Kratom is stimulating, at least in low doses. I think there's reason to believe that it hits some of the adrenergic receptors at any dose. If I recall correctly, one of the alkaloids in kratom is a delta opiate agonist, which means that it lowers the seizure threshold, making a seizure more likely. Adding selegiline compounds these mechanisms. Phenibut will counteract this excitability, but I wouldn't count on it. If you can't, or won't, see a real doctor to deal with your problems constructively, start with a very low dose, and work your way up.

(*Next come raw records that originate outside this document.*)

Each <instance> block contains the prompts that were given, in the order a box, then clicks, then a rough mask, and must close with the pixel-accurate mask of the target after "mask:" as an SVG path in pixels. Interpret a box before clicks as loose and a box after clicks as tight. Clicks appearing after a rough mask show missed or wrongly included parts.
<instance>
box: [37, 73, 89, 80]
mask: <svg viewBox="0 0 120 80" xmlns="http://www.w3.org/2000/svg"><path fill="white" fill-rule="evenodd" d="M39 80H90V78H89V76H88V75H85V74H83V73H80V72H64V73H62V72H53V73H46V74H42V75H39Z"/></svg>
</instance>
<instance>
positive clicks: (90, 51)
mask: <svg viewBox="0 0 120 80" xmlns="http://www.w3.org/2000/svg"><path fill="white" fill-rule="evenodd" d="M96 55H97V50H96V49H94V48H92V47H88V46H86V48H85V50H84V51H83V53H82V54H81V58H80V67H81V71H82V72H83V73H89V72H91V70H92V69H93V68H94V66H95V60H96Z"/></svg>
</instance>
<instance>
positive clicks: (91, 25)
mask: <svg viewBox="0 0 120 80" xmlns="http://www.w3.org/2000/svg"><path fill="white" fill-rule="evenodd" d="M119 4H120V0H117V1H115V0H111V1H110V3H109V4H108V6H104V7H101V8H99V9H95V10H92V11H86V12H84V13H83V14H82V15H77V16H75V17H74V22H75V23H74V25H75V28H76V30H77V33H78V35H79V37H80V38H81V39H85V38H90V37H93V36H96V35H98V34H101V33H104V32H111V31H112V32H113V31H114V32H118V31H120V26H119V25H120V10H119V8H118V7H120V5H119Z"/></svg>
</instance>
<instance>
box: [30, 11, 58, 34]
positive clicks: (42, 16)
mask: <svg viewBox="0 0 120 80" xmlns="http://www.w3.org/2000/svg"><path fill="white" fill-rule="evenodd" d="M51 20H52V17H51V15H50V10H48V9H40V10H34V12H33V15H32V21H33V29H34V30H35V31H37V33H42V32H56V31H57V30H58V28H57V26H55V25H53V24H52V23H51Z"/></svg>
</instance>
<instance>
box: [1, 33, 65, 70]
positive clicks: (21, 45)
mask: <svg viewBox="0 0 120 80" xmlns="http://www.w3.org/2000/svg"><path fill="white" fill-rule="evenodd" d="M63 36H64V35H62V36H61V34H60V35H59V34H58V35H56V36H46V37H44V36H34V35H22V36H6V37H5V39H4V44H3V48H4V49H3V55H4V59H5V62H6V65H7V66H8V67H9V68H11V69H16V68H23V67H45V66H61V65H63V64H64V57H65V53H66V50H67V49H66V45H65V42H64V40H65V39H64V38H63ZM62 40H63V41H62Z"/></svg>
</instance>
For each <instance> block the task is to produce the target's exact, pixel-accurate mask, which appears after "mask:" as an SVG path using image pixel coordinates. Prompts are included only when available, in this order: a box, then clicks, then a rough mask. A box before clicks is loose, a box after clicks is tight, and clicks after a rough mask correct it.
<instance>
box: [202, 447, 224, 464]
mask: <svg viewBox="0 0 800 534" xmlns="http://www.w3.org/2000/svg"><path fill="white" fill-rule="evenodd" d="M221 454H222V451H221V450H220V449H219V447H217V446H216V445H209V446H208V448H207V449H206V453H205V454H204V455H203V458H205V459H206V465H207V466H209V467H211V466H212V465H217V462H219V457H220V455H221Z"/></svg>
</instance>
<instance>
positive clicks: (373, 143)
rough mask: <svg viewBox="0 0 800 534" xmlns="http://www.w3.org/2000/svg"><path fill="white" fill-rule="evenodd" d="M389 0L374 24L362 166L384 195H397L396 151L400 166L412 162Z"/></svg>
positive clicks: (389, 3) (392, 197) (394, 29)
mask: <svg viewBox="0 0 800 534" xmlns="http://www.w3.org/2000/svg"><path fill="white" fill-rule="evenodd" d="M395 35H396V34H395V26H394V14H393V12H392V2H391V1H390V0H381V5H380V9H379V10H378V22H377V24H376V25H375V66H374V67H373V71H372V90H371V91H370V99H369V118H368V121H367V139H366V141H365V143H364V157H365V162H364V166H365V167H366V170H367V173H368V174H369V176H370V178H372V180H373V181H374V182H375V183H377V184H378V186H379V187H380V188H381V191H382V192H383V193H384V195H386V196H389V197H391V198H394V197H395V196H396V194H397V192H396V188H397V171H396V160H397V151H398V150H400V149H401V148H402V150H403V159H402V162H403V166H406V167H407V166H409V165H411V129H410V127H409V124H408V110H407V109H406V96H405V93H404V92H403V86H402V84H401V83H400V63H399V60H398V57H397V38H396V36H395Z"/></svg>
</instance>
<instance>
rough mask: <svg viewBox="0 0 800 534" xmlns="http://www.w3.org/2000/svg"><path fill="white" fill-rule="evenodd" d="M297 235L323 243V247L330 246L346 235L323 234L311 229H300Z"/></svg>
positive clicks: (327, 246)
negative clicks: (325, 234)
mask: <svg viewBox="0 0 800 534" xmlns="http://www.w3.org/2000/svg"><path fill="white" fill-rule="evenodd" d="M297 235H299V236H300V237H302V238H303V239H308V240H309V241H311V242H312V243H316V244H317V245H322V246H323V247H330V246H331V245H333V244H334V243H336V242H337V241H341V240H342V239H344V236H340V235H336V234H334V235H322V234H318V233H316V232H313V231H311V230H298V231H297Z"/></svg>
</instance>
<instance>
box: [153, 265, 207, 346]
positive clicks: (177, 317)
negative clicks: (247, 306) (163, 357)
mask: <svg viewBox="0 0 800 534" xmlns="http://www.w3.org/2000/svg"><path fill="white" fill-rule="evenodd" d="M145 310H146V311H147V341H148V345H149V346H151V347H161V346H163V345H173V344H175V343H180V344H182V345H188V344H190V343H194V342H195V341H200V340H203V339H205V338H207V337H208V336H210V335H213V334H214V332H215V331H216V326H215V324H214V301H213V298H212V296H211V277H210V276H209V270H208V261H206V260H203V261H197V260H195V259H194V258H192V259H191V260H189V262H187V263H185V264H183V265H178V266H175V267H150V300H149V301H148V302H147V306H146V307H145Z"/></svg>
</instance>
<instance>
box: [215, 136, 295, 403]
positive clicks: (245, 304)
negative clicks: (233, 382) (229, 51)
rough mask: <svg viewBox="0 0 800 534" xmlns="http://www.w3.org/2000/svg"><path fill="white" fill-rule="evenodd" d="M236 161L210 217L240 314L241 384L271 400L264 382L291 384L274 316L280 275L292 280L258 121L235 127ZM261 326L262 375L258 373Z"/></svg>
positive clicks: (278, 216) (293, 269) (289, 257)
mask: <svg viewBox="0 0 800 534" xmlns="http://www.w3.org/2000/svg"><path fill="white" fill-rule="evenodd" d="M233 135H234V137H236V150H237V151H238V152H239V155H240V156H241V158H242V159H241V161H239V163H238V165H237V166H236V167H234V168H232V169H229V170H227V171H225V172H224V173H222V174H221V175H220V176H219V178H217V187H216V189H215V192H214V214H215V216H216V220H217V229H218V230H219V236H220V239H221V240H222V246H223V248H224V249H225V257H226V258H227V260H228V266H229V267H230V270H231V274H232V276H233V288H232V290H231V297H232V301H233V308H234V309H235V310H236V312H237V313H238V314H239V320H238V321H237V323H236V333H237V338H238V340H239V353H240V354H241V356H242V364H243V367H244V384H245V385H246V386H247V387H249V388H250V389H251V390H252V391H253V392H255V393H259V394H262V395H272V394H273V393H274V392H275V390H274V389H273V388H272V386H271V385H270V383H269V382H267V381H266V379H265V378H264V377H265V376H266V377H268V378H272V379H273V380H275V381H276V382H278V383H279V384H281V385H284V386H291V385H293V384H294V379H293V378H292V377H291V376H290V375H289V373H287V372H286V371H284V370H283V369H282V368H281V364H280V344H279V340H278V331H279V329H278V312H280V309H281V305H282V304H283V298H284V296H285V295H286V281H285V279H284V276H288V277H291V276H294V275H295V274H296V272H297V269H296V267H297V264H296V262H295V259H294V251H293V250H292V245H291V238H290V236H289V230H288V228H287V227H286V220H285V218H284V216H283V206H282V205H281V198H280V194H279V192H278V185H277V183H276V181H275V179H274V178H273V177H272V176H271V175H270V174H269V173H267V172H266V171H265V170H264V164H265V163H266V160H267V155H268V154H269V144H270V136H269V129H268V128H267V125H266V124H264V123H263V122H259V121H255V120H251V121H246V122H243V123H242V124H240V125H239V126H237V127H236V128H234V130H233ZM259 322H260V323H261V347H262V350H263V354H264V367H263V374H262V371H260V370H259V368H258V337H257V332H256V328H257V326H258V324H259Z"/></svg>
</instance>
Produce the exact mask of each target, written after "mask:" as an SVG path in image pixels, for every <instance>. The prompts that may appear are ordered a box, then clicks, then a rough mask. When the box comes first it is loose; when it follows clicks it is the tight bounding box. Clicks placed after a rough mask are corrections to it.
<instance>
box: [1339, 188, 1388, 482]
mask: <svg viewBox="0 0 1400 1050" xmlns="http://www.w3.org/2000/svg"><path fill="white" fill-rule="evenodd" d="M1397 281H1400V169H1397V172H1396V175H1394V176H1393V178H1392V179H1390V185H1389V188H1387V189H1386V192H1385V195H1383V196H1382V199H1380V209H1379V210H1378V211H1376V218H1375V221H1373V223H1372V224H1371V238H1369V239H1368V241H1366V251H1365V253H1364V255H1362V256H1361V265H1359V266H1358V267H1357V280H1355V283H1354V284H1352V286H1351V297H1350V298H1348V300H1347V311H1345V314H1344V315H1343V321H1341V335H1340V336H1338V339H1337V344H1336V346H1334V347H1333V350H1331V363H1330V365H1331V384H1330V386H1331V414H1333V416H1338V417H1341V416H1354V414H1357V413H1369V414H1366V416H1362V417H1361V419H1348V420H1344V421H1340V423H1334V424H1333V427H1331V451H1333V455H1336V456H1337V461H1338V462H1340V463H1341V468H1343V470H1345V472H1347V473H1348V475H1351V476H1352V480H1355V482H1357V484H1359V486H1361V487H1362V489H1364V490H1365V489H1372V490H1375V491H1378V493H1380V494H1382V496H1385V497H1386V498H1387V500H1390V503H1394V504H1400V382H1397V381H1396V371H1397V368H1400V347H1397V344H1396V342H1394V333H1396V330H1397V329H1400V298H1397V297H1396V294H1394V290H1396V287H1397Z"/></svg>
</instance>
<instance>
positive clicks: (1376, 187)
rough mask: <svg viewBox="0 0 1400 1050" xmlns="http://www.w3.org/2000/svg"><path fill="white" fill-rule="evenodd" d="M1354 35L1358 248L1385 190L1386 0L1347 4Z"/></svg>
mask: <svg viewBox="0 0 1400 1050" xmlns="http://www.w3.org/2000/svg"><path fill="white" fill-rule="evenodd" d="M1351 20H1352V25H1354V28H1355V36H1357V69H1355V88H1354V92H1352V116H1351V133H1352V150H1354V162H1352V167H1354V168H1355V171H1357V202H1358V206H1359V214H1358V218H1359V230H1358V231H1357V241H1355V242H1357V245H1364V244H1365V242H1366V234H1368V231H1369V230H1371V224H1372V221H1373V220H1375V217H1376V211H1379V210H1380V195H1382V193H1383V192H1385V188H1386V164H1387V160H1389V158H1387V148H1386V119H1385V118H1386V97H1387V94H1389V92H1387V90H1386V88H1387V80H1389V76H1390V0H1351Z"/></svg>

Antidepressants aren't known for that. There are also plenty of stimulating antidepressants on the market (pristiq, effexor, cymbalta, wellbutrin, some MAOIs).
Selegiline doesn't really have a documented antidepressant effect at lower doses, because at these doses it pretty selectively inhibits MAO-B, which deals with sympathomimetic amines (norepinephrine, dopamine, trace amines). At higher doses it inhibits MAO-B and MAO-A, which means that it additionally slows down the metabolism of serotonin. Like it or not, the great majority of antidepressants are effective at doses that somehow (if ephemerally) increase synaptic concentrations of serotonin.
If you decide to take selegiline at lower doses, be extremely careful taking any other stimulants with it. If you're taking it at higher doses, also stay away from hallucinogens, and you should go on a diet to eliminate various neurotransmitter precursors.
So in summary, what you're proposing is pretty dangerous and reckless. People have died in great pain because they didn't follow the diet or because they abused drugs while on MAOIs.